For as long as I can remember November has been my least favourite month of the year. The theatrical gloom attending Armistice Day on November 11th is punctuated by sustained clouds and inclement weather – wintry, freezing, snowing and drizzle.
Armistice Day, observed November 11th, commemorates the 1918 ceasefire that ended World War I at the 11th hour of the 11th day of the 11th month, marking the end of the “war to end all wars” and honoring those who served, known as Remembrance Day in Commonwealth nations and Veterans Day in the U.S. It’s a solemn day for reflection, often marked by ceremonies, two minutes of silence, and wearing red poppies, symbolizing the fallen soldiers and the battlefields of Flanders.
I recall in particular my reluctant walk as a student along Spring Garden Road in Halifax from our residence not far from the Lord Nelson Hotel to the law school distant a couple of kilometres I believe.
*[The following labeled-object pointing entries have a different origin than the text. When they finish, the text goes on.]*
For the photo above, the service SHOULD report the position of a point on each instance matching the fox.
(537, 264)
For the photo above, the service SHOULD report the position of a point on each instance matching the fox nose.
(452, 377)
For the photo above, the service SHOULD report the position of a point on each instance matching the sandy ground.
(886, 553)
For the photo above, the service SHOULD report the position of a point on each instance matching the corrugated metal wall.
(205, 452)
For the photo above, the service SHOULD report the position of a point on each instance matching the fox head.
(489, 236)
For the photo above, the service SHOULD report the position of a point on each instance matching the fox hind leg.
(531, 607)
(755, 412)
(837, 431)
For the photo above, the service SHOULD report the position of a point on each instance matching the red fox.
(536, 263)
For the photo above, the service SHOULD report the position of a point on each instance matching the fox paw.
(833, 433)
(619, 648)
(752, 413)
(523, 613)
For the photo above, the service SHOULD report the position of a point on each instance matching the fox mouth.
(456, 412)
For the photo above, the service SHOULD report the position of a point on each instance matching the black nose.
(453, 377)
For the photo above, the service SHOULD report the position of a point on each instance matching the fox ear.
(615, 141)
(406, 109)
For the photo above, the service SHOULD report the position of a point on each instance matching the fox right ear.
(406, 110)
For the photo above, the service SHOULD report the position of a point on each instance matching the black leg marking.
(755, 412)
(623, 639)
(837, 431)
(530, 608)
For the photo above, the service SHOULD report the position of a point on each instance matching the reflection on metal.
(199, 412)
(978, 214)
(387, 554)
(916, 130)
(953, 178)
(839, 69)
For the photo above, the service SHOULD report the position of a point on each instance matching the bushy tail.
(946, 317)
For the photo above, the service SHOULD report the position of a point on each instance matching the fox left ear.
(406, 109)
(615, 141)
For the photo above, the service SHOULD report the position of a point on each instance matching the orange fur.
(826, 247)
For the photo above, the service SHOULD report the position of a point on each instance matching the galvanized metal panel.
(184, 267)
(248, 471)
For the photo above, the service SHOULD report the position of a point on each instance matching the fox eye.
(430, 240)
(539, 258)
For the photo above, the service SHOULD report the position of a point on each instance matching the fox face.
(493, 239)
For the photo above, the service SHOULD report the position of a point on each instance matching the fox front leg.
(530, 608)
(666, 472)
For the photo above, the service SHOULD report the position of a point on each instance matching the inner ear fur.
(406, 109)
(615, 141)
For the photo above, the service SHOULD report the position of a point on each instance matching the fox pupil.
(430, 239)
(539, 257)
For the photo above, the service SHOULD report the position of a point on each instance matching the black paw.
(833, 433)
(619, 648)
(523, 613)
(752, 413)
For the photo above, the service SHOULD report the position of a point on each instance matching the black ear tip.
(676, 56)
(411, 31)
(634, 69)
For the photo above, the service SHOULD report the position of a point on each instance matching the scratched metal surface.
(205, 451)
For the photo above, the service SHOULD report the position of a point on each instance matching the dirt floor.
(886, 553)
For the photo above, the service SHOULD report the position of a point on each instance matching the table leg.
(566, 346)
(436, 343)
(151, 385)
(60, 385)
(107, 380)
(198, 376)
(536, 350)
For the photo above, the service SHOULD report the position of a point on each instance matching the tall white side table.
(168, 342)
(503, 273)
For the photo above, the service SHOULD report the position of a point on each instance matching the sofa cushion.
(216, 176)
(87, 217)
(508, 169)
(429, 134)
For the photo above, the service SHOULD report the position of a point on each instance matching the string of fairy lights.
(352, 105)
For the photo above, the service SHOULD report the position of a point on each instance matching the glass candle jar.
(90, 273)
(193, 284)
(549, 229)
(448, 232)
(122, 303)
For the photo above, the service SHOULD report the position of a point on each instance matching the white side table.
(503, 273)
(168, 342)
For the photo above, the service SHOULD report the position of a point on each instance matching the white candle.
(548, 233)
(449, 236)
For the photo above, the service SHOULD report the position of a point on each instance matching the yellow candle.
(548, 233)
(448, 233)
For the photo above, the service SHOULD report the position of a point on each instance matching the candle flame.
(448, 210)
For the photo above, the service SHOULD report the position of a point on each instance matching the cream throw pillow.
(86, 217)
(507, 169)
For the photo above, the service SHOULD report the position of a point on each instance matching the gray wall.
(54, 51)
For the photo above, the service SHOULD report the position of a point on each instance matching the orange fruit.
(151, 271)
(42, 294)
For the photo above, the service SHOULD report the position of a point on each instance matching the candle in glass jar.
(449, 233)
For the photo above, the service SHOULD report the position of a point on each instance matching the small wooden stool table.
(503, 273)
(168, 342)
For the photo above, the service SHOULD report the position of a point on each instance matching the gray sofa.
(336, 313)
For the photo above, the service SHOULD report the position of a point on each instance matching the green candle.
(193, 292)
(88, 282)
Tramping through wet snow on a cloudy day was not invigorating. I got spoiled in Halifax by the routinely magnificent views from nearby Citadel Hill under an azure sky. But even in Halifax November was an uncompromising depression.

And here today – that is until a moment ago – we’ve endured rain, sleet and flurries, all of which preceded any attempt by the municipality to clear the roads or salt the ice. I resolutely ventured a drive early this afternoon but wisely turned back along a gravel road when I sensed an unwelcome swirl. Naturally I thought then unhappily of the abrupt words of my friend Hugh from his atmospheric glance in Mont Tremblant, “Get winter tires!”

The December weather forecast is only somewhat promising. The escalating temperatures – moderating though they may appear – bring only the expectation of rain. The contemplation of weather is however merely an interlude of my day. Though I am not at all concerned about the impending surgery at Pembroke hospital, I shall be pleased when it is over so that I may begin a less disrupted decline through January, February and March when the endodontist opines upon the sufficiency of the post (now installed in the cavity following removal of the tooth) for the final implant. Surely that must be the real terror of winter – that is, its extension, its continuation. Nonetheless I am bound to confess the universal constraint of my current and impending realities – time. Yet time, as we know, is curiously a measure of uncontrollable magnitude no matter its putative indefatigability or prolongation. Like the weather I have instructed myself to adapt to its contingencies (including rejoicing its relieving enlargement).